The King Who came to be Sacrificed
With today being Palm Sunday we enter Holy Week – the beginning of the great drama of our redemption. Our Lord enters Jerusalem to the cries of “Hosanna, Son of David”, and yet He knew that in a few days time, those same voices would be crying out, “Crucify Him.” So today, the Church in her wisdom, places before us both the glory and the sorrow, because the two cannot be separated. It is no coincidence that your palms today are already in the shape of a cross.
Our Lord came into this world for one supreme purpose: to offer Himself in sacrifice. Although He preached and worked countless miracles, His mission was to redeem. The Cross was there even at Bethlehem. He was laid in a manger – a place of feeding – prefiguring how He would give Himself as the Bread of Life. He was wrapped in swaddling clothes, foreshadowing His burial cloth. The wood of the manger anticipated the wood of the Cross.
The Letter to the Hebrews (chapters 9 and 10) speaks of this mystery with great clarity.
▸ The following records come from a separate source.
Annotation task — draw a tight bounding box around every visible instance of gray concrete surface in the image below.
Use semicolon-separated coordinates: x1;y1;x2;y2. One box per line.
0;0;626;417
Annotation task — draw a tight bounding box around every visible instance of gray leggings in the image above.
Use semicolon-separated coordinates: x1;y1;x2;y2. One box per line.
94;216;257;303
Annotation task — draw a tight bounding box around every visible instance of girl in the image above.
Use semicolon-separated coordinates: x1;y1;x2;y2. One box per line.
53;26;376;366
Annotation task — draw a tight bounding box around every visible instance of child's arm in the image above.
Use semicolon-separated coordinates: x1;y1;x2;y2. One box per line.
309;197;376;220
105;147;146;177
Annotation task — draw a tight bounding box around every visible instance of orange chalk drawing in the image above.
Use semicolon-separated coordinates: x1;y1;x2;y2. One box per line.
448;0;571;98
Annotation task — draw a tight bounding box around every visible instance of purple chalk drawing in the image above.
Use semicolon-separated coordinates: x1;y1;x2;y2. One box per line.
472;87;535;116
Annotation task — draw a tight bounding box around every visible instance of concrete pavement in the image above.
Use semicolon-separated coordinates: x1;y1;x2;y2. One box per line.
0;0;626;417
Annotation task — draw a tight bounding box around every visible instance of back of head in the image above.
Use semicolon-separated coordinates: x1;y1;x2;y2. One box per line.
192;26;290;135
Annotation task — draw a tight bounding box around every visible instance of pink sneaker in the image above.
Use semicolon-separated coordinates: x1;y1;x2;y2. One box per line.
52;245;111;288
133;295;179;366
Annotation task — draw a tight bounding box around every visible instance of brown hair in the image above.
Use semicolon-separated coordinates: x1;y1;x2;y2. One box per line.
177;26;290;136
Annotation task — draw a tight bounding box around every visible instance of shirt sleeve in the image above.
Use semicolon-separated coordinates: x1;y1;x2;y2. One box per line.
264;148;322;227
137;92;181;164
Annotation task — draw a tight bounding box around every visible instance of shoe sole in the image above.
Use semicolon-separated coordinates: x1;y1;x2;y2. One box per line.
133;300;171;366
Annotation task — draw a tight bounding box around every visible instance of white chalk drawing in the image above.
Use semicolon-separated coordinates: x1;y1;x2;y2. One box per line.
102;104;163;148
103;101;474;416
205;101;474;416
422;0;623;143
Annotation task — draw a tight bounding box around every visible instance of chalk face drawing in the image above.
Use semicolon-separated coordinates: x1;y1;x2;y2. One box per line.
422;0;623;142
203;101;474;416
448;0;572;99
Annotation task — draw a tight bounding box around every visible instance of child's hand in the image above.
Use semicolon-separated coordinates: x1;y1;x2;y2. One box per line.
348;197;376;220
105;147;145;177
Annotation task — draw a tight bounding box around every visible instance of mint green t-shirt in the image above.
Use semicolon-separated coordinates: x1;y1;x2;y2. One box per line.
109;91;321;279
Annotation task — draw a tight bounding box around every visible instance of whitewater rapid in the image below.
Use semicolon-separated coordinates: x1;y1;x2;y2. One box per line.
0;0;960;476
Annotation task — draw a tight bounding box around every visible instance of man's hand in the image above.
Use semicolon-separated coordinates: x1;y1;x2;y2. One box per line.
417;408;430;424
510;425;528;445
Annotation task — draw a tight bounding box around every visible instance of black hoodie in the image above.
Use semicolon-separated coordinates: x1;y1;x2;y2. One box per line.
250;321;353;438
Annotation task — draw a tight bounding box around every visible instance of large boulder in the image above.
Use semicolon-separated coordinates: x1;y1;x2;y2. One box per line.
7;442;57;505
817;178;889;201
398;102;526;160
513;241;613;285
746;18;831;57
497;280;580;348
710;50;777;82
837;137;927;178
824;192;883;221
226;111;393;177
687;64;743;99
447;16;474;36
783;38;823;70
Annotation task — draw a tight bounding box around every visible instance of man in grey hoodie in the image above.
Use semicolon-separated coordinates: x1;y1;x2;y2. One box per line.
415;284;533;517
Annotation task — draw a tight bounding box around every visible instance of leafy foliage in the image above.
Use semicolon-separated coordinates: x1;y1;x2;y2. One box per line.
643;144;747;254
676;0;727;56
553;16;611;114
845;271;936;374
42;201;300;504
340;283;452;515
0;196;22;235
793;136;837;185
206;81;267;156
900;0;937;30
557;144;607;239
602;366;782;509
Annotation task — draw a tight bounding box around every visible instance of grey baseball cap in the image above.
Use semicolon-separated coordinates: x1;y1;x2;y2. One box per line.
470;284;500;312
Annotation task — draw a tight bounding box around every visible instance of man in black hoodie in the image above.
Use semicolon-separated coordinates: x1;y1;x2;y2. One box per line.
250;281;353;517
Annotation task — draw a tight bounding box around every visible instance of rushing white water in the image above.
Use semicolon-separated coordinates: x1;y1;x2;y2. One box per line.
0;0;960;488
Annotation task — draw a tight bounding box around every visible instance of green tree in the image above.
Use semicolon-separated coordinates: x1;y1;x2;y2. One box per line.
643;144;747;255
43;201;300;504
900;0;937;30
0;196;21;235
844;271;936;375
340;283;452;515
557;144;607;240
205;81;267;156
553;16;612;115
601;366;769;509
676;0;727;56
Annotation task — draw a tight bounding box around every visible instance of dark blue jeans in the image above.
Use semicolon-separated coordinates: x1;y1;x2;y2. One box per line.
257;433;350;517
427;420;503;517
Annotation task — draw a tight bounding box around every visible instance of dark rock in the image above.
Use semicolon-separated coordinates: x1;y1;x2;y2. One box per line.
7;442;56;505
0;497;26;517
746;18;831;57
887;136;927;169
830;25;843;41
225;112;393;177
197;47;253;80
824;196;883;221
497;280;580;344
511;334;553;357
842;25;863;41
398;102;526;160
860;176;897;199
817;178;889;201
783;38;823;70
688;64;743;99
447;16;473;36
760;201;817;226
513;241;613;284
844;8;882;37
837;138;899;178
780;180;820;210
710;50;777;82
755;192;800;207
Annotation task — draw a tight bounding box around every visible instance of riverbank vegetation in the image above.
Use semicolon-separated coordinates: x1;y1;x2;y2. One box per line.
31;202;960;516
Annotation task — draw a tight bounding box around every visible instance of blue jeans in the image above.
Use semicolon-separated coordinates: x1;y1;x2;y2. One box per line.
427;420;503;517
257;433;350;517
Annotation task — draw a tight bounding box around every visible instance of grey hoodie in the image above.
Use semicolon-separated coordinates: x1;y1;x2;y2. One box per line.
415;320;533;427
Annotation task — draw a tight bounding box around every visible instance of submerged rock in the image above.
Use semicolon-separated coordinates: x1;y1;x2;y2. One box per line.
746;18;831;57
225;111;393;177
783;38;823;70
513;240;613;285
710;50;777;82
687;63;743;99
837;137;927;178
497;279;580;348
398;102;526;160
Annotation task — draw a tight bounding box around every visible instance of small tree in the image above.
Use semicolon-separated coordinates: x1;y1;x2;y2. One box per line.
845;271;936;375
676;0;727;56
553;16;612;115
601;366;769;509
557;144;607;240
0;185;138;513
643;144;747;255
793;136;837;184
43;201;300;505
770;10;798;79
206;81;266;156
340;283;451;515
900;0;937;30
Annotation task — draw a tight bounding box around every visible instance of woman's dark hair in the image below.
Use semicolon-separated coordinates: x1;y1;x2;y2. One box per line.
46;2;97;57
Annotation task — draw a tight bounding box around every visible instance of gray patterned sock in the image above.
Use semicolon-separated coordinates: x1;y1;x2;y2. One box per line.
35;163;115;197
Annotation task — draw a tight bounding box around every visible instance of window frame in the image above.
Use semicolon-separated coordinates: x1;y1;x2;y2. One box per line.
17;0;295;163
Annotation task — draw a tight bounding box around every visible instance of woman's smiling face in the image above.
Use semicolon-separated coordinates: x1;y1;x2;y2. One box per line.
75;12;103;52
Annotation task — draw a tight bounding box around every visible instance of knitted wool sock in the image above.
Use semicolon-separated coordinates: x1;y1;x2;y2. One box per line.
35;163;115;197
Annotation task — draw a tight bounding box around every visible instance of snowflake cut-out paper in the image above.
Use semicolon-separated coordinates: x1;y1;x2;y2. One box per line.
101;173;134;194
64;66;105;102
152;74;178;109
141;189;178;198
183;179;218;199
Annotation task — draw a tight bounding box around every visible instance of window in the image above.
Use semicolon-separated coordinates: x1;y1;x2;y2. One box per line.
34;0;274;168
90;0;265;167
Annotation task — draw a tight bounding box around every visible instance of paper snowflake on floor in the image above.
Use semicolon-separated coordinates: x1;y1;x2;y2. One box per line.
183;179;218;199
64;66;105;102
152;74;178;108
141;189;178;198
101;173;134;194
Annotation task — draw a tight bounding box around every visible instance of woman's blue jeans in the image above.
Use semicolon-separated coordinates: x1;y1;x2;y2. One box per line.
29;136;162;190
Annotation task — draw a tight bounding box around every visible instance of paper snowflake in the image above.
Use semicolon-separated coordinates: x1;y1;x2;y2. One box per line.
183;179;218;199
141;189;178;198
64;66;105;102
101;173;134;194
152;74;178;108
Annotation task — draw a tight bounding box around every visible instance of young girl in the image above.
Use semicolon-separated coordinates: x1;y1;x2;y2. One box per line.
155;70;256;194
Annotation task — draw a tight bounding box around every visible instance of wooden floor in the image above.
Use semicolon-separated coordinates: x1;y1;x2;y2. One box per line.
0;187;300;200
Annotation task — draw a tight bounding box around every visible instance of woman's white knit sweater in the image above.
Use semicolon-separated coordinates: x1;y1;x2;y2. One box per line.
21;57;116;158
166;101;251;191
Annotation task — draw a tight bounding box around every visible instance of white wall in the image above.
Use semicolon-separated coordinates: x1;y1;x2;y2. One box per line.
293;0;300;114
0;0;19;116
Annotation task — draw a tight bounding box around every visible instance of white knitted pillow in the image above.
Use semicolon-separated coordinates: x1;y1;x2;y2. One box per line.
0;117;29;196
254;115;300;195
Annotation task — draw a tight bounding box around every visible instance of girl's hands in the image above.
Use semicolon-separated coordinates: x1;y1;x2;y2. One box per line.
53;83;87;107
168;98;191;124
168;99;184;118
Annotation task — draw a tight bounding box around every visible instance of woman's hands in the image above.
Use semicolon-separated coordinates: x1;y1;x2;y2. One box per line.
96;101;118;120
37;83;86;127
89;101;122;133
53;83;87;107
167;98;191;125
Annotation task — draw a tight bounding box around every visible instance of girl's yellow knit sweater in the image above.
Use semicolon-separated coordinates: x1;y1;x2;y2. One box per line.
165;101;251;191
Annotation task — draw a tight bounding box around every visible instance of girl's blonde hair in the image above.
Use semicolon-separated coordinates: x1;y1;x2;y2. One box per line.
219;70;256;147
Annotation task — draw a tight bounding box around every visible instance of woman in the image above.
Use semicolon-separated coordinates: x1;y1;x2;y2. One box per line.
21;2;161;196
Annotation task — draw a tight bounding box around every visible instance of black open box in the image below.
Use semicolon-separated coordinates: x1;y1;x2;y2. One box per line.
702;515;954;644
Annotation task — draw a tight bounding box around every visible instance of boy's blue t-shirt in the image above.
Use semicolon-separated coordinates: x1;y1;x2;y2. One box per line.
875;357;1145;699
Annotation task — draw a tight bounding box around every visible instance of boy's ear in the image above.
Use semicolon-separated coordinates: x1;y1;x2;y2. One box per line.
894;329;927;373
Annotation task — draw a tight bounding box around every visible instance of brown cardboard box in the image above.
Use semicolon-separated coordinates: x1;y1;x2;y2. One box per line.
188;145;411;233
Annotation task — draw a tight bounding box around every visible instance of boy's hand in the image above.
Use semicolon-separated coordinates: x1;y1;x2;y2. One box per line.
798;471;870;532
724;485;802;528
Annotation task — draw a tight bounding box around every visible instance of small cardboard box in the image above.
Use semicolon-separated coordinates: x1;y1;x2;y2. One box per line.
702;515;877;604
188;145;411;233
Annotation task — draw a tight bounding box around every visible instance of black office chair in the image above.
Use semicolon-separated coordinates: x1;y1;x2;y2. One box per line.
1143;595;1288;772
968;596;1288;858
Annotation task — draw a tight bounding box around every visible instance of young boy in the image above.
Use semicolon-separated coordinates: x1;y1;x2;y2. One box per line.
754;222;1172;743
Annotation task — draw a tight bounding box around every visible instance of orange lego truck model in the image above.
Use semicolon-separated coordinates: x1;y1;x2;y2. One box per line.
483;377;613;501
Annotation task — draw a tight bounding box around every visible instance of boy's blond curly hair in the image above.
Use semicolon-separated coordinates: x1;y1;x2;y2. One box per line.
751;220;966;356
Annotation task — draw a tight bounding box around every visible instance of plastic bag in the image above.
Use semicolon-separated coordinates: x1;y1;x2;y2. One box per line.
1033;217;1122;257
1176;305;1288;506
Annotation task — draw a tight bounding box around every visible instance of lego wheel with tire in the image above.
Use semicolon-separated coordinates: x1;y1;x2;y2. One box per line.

Christ is both the Priest (the one who offers sacrifice) and the Victim (the one being sacrificed). Christ doesn’t offer the blood of animals. He offers His own Precious Blood. And so He accomplished what the sacrifices of the Old Law could only prefigure. But why was the sacrifice of the Son of God necessary? It was necessary because we, being finite human beings, could not pay the infinite debt of our sins to the infinite God. It required a reparation of infinite value. No mere creature could offer such satisfaction. Only God could do it, which is why He became man in JESUS Christ. Therefore, every act and every drop of His Precious Blood, and every agony He underwent for our sake was of an infinite value, and thus He paid the price of all our sins, past, present and future, until the end of time. As St Athanasius (297- 373) put it: “He surrendered His Body to death in place of all, and offered it to the Father.” Therefore, the debt has been paid, man is reconciled to God, and the gates of Heaven are opened to us. All we have to do is embrace the salvation offered us.
So as we enter the holiest days of the Church’s year, don’t let them pass by like any other day. Make the effort to be present at the ceremonies. Come to the Mass of the Lord’s Supper on Holy Thursday evening, and then keep watch with Him in His agony at the Altar of Repose. Stand at the foot of the Cross on Good Friday with Our Lady, St John and St Mary Magdalene, and then venerate the instrument of your salvation. And then return in the darkness of Holy Saturday night to witness the triumph of His Resurrection. These are no mere commemorations. In the Sacred Liturgy, the mysteries of our redemption are made present to us sacramentally. It is as if we are actually present at those events, and the graces won by Our Lord JESUS Christ on Calvary are opened up and applied to us here and now. We cannot remain indifferent. Don’t be among those who shouted “Hosanna” on Palm Sunday, but who had disappeared by Good Friday. Stay with Him, walk with Him, and pray with Him.